Elizabeth Jolley, “The Last Crop”
A Tale of Two Families by Dodie Smith
A book soaked in the vibrant greens and damp, earthy air of the spring, this is one of Dodie Smith’s less-well-known works. May and June are two sisters who have married two brothers (George and Robert), and they decide to leave London one rainy April and move together into a beautiful and old-fashioned house in the English countryside, along with Baggy, their kindhearted father-in-law. Among the blooming lilacs and the cozy kitchen fireplace, a multitude of family members converge, along with their stories, their desires, and their eccentricities. Funny and touching, this book is a charmer.
Quick,” said Fran. “There’s a nightingale—if it is one. Where’s Robert? He’s sure to know.” Robert was knowledgeable about natural history.
June ran upstairs and appealed to Robert, who said he wasn’t sure one could hear nightingales in May, but he’d look it up.
Fran said, “Oh heavens, while he’s looking it up it’ll go away.” She hurried out of the cottage, followed by June and George. “Now listen!”
Dead silence from the nightingale.
“It would do that,” said Fran.
Dodie Smith
Tea with Mr. Rochester by Frances Towers
I feel a little bit bad recommending this one, because it’s not very readily available. But you can purchase it through the excellent Persephone Books, who print “neglected classics,” so I don’t feel that bad. Another short story collection, this is the one and only book ever published by author Frances Towers, and it is a masterpiece. It is full of exquisite details, vivid descriptions of light and colour and space, poignant relationships, and the revelation of truths that are at the same time both small and earth-shattering. One of my all-time favourites.
After the drabness of school, the drawing-room simply took one’s breath away. It was pale, and patternless except for the startled silver deer on the curtains, and colours showed up in it as though spot-lit.
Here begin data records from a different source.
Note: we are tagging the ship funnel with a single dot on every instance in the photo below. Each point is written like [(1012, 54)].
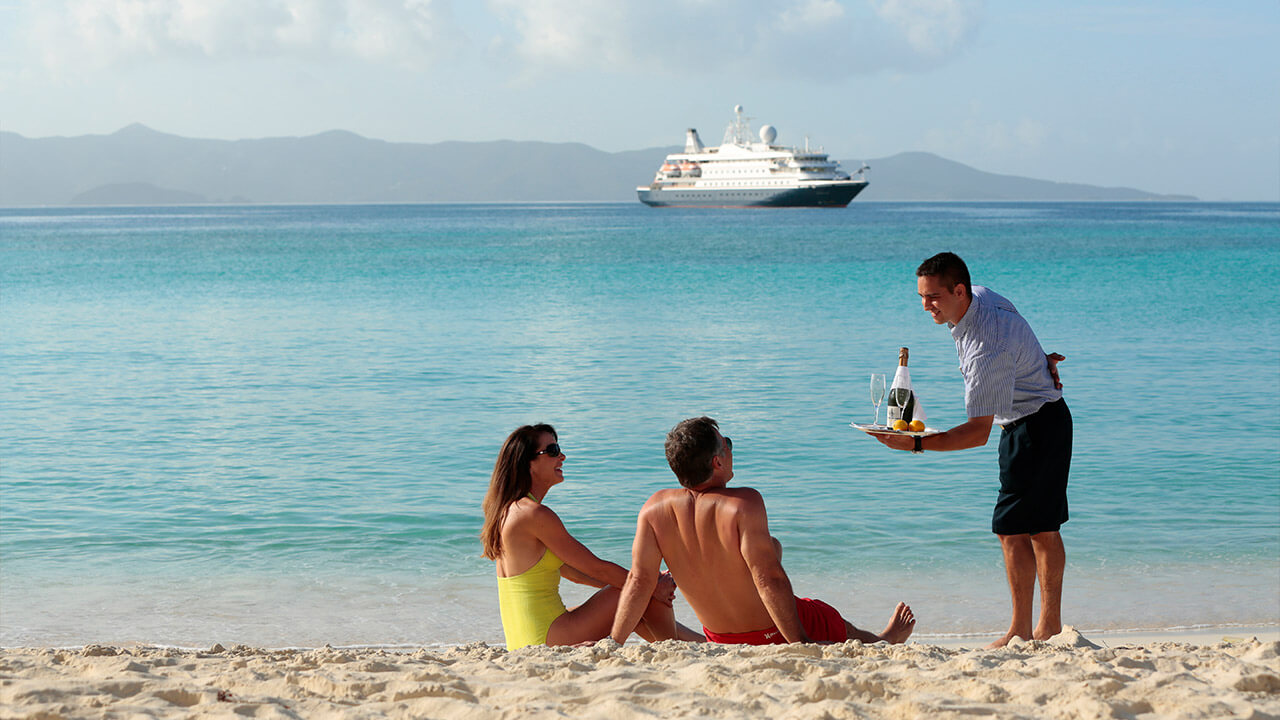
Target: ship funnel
[(693, 144)]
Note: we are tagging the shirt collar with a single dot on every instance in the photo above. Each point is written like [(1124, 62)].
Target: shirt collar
[(959, 329)]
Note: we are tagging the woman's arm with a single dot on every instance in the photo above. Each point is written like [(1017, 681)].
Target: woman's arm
[(584, 565)]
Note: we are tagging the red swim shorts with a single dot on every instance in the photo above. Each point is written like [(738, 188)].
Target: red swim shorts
[(821, 623)]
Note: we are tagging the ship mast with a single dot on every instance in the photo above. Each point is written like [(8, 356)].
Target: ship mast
[(739, 132)]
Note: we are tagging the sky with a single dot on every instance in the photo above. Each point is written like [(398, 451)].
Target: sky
[(1174, 96)]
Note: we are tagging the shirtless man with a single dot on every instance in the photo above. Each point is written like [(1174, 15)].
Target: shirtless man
[(717, 546)]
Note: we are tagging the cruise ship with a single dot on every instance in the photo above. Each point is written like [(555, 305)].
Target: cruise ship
[(750, 172)]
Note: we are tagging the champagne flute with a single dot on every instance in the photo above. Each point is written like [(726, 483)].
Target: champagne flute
[(877, 393)]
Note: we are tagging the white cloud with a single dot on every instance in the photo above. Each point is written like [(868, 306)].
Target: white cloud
[(78, 33), (699, 37), (932, 27)]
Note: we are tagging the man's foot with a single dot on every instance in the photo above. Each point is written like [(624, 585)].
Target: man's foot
[(900, 625), (1005, 639)]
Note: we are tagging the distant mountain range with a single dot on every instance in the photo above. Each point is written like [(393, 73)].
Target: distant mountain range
[(138, 165)]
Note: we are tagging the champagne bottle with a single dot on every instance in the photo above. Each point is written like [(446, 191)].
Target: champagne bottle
[(901, 399)]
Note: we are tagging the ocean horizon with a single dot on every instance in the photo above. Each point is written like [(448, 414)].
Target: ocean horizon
[(274, 424)]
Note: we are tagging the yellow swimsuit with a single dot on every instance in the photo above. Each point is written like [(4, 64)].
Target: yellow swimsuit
[(530, 602)]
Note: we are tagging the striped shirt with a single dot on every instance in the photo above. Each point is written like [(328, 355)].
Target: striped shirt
[(1004, 367)]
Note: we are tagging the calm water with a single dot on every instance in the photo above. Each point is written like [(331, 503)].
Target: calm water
[(274, 425)]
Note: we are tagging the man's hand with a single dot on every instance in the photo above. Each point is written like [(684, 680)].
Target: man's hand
[(666, 589), (1054, 359)]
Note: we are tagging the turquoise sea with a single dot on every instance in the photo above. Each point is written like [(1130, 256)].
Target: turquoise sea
[(274, 424)]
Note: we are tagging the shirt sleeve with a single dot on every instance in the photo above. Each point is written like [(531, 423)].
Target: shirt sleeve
[(988, 373)]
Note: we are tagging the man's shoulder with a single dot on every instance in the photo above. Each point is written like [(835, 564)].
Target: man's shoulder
[(725, 497)]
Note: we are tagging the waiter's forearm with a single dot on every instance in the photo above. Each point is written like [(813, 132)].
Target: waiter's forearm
[(972, 433)]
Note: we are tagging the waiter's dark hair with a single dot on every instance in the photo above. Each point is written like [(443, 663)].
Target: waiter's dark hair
[(950, 268)]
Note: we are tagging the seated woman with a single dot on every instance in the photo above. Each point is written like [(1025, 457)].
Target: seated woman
[(533, 551)]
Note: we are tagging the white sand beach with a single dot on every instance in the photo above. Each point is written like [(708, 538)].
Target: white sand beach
[(1068, 677)]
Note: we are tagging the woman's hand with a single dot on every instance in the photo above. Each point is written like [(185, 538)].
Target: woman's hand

The celadon bowls, the bowls of peach-blow and sang-de-boeuf, shone with a lustre that seemed to shed tinted pools of reflected light, and their delicate curves against the cream walls made one want to stroke them. The tea-kettle was bubbling over a blue flame and there was a faint smell of methylated spirit and freesias, and a breath from Aunt Elena’s greenhouse as of earth freshly watered.”
Frances Towers, “Tea with Mr Rochester”
The Vagabond by Colette (translated by Enid McLeod)
I recently wrote an article for Write or Die Tribe about my favourite books in translation, and The Vagabond was one of them. It’s a novel that is both touching and funny (which is the best combination, in my opinion), and I’m including it in this springtime roundup because of its inextricable link to the seasons. As Renée, the impoverished Parisian dance hall performer, lives through a cycle of seasons, she grapples with love, loneliness, and independence in thought-provoking ways, and her feelings towards her admirer mirror the seasons, staying cold and aloof all winter, thawing in the spring, becoming suffocating in the summer heat. Her internal monologue is sharp and introspective, painting a portrait of a unique woman with deep convictions and doubts.
“The thaw has set in with a slight, almost stormy, shower; the lights are reflected, elongated and iridescent, in the blackish pavement. The top of the avenue is lost to view in a blurred mist, faintly rosy in the lingering dusk.”
Colette
I’d love to know what books evoke springtime for you. And, as always, happy reading!